Updated data for 2018-19
From 6th April 2018: -
- The personal allowance rises to £11,850
- The basic rate tax band rises to £34,500
- The dividend allowance reduces to £2,000
- National insurance for employees and directors (class 1) changes to the following
- Lower earnings level - £6,032 p.a.
- Primary threshold - £8,424 p.a.
- Upper threshold - £46,350 p.a.
- National insurance for the self-employed changes to the following
- Class 2 NIC is £2.95 per week
- Class 4 NIC is aligned to the class 1 threshold of £8,424 p.a. and is paid at 9% on any excess up to the Upper Threshold of £46,350
- The Class 4 NIC Rate above the upper threshold is 2%
Let’s see how the new rules affect those businesses (sole traders and partnerships) that may be looking to incorporate.
Historically this became worthwhile (purely from a tax perspective) when profits reached circa £25,000 a year.
A sole trader with profits of £25,000 in 2018/19 will only save around £700 in tax and NIC by incorporating (assuming they are extracting profits in the most tax efficient way). The additional compliance costs of operating through a limited company once incorporated is likely to far outweigh these tax savings and therefore not worth the change purely for tax savings reasons.
Once profits get to £50,000, the tax savings are approximately £2,000 making incorporation more attractive, but due to the changes to dividend tax this is no longer a one size fits all solution.
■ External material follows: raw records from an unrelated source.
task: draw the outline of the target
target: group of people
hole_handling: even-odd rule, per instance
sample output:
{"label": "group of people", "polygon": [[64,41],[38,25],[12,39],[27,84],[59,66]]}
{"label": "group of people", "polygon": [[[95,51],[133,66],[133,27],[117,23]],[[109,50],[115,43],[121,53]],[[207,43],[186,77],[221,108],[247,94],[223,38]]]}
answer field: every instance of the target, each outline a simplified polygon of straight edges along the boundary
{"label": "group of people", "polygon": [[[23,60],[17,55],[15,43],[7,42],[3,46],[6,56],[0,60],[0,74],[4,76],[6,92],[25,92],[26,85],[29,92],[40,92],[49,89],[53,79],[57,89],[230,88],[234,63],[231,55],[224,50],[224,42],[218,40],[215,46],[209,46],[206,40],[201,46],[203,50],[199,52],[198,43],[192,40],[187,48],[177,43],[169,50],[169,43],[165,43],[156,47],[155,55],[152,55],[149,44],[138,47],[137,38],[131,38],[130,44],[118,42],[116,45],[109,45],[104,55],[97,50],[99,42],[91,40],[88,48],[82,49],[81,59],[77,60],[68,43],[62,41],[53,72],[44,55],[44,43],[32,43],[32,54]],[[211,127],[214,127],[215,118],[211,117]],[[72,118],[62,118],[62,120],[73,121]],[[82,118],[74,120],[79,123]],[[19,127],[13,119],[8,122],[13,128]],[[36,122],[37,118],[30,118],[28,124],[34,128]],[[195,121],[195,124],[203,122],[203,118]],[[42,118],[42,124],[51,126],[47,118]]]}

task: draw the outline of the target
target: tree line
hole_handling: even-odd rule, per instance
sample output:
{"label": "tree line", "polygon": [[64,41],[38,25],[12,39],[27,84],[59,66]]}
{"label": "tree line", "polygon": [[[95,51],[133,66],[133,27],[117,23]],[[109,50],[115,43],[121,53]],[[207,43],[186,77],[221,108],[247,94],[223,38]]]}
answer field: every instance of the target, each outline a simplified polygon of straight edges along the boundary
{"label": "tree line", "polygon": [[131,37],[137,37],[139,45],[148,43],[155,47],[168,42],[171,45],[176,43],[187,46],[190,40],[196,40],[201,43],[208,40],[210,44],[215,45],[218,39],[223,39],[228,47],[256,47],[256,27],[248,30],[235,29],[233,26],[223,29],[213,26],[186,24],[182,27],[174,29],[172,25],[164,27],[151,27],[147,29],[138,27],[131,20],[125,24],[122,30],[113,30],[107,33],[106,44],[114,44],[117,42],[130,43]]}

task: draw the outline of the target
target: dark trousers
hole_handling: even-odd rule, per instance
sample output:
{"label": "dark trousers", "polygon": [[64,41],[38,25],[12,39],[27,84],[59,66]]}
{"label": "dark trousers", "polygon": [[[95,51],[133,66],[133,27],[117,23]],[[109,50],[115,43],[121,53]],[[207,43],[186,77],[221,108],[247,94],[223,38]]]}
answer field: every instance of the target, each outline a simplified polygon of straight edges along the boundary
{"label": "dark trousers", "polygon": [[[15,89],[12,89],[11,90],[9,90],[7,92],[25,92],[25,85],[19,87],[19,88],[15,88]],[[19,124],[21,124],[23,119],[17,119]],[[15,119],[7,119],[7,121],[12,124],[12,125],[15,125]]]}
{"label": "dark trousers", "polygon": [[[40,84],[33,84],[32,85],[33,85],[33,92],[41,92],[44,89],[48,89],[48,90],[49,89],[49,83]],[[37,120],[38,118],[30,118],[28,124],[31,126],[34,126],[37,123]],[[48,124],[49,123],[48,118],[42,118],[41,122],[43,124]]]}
The savings continue as profit levels increase, but not indefinitely. At £70,000 of profits, the tax saving is £2,380 but above this level if profits are fully withdrawn, the savings start to contract.
Above this level, the key to further savings depends on the ability to utilise the family unit to take advantage of lower tax bands and rates.
Marital Tax Break
The married couples allowance as a tax break is limited, with the maximum savings being just £237. Involving a spouse in a clients’ business is much more tax efficient – with the opportunity to utilise two personal allowances and basic rate bands.
If you are already incorporated, we need to determine the optimal balance of salary and dividends from a tax perspective.
Single Company director / shareholder
As can be seen from the above, if the salary is taken at the personal allowance level, the calculations show a worse position by £232. So, the optimum position for 2018-19 is to set the salary at the NIC primary threshold of £8,424.
If the employment allowance is available, a salary at the personal allowance level is the best option but only gives a saving of £28.
Some other strategies that could be used to increase profit extraction in a tax efficient manner from a compony include: -
- Smoothing – the company may provide the ability to “smooth” the tax payable on profit extraction - by possibly deferring the taking of dividends into a later tax year.
- Making use of a spouse as a fellow shareholder – to make use of lower tax bands if possible.
- Paying a commercial rate of interest on any directors’ loan account that is in credit with the company
- Using the company to make pension contributions on your behalf
The above information is based on our current understanding of tax law and practice – this can be subject to change without notice.